The Webscience Future

The internet has significantly effected the way we do research but it’s capabilities have not yet been fully realized.

First, let’s acknowledge some known effects.

  1. Self-publishing By default, all researchers in machine learning (and more generally computer science and physics) place their papers online for anyone to download. The exact mechanism differs—physicists tend to use a central repository (Arxiv) while computer scientists tend to place the papers on their webpage. Arxiv has been slowly growing in subject breadth so it now sometimes used by computer scientists.
  2. Collaboration Email has enabled working remotely with coauthors. This has allowed collaborationis which would not otherwise have been possible and generally speeds research.

Now, let’s look at attempts to go further.

  1. Blogs (like this one) allow public discussion about topics which are not easily categorized as “a new idea in machine learning” (like this topic).
  2. Organization of some subfield of research. This includes Satinder Singh’s Reinforcement Learning pages, and, more generally books that have been placed online such as this one.
  3. Discussion Groups The kernel machines discussions provide a good example of some common format allowing discussion.
  4. Class notes have been placed online such as Avrim’s learning theory lecture notes.
  5. Wikipedia has an article on Machine Learning. The article gives a reasonable quick overview and is surely read by a very large number of people.
  6. Online Proceedings are now being used by several conferences such as NIPS.

Now, let’s consider some futures.

  1. Wikifuture Wikipedia becomes better to the point where it is a completely comprehensive listing of current research in machine learning. At some point, we-the-community realize this and begin to emphasize (and credit) information placed in wikipedia. This process reinforces itself to the point where “if it’s not in wikipedia, it doesn’t exist”.

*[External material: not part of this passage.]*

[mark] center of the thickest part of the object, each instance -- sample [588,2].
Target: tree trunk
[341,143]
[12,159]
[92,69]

    This future is significantly more probable than most people understand. As evidence compare the machine learning page three years ago (yep, it didn’t exist), two years ago, one year ago, and today. That progression strongly suggests that wikipedia:machine learning will continue to grow into a significant information resource.

    There are fundamental obstacles to the success of the wikipedia future.

    1. credit Wikipedia has only very weak mechanisms for crediting editors. A list of the changes done by one user account is about as much credit as is available. This is not enough to make career-deciding questions on. We could hope for a stronger link between identity and editor along with tools to track the value of particular edits (Think of counting hyperlinks as an analogue for counting citations).
    2. controversy Wikipedia has grown up in a nonmanipulative environment. When it was little known, the incentive to fabricate entries was not great. Now that it is becoming well known that incentive is growing. Character assasination by false article exists. In science, the thing to worry about is misplaced ideas of the importance of your topic of research since it is very difficult to be sufficiently interested in a research topic and simultaneously view it objectively. Research is about creating new ideas, and the location of these ideas in some general organization is in dispute by default.
  2. Evolutionary Progression Consider the following sequence of steps.
    1. Conference Organization We realize that having a list of online papers isn’t nearly as useful as having an organized list of online papers so the conferences which already have online proceedings create an explorable topic hierarchy.
    2. Time Organization We realize that the organization at one particular year’s conference is sketchy—research is a multiyear endeavor. Consequently, we start adding to last years topic hierarchy rather than creating a new one from scratch each year.
    3. Transformation We realize that it is better if papers are done in the language of the web. For example, it’s very handy to be able to hyperlink inside of a paper. A good solution to the math on the web problem would greatly help here.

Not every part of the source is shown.